法人向けに活路

普及に向けては大胆な意見もある。先とは別のメーカー担当者(輸入代理店)は、「日本の医療費負担が上がれば、"予防"に意識が向き、一般層への普及もありえる」と話す。リストバンド型ウェアラブルは欧米で普及が進んでいるが、それは医療費負担と切り離せない問題があるからだ。

同氏の意見は正論だが、販売側がどうこうできる問題でもないのが痛いところ。しかし、同氏は続けて、法人向けに活路があると話す。「2014年は7法人に販売したが、2015年になってから販売先は40法人に膨れ上がった。一法人あたり100~200個程度出荷している」(輸入代理店担当者)。当の担当者によると、リストバンド型デバイスの機能を利用して、睡眠時間などを把握し、従業員が規則正しい生活送れているか否かのチェックに役立てたいというニーズが高まっているという。

最近では、従業員の健康を重要な経営資源ととらえる「ウェルネス経営」という手法が注目されており、リストバンド型デバイスは、それを実現するデバイスとも位置づけられそうだ。個々人のログの取得が別の問題をはらむ恐れはあるが、普及・拡大に向けたひとつの道にはなるだろう。

万人ウケする動機付けが必要

さらなる普及拡大に考えを巡らせるなら、もっと意外なものが答えになるかもしれない。それは生命保険だ。たとえば、リストバンド型デバイスから得られるバイタルデータを生命保険の保険料負担と連動させる仕組みについてだ。

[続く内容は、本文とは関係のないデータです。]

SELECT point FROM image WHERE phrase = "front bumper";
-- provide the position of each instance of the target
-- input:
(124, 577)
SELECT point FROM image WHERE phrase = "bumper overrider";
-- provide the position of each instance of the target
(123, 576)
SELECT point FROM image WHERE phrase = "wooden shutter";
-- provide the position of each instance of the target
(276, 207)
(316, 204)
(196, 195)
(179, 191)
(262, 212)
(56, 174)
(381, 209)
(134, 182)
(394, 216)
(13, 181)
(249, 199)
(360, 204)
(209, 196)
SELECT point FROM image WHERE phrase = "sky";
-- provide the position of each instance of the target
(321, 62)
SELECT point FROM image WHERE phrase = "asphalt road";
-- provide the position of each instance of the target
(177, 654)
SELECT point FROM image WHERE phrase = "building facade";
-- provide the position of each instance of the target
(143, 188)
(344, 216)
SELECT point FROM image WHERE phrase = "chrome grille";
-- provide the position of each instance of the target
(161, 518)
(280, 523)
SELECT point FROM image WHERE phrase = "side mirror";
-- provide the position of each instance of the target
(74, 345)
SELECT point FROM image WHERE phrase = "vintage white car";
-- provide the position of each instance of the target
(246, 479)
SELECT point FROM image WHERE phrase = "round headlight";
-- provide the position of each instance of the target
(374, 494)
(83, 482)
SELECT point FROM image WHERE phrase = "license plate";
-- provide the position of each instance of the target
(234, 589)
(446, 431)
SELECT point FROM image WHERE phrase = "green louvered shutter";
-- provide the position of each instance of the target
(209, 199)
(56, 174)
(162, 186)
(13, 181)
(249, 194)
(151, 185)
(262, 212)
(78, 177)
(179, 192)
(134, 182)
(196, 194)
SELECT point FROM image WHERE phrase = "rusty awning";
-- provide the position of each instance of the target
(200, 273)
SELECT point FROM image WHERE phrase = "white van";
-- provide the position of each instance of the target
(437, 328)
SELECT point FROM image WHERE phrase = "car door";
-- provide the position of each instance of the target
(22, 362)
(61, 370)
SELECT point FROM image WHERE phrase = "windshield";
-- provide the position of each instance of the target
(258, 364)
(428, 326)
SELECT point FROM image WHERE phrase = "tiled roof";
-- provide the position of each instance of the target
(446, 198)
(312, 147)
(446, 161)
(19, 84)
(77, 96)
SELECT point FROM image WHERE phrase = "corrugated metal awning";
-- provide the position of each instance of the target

業界関係者は「どういったバイタルデータをどう保険に反映するのかという課題はあるが、そうした保険商品の実現の可能性としてはありえる」と話す。

現状、リストバンド型デバイス普及の課題は、万人ウケする購買動機が弱いことだ。生命保険のようにお金に絡むメリットは、多くの人にとって明確な利用メリットになりえるため、普及に向けた弾みとなる可能性はありそうだ。

日本よりも米国でリストバンド型デバイスが普及しているのは、医療費負担が高いという事情は先に説明したとおり。リストバンド型デバイスの普及には、いままでにない利用者にとっての新しい価値と仕組みが求められそうだ。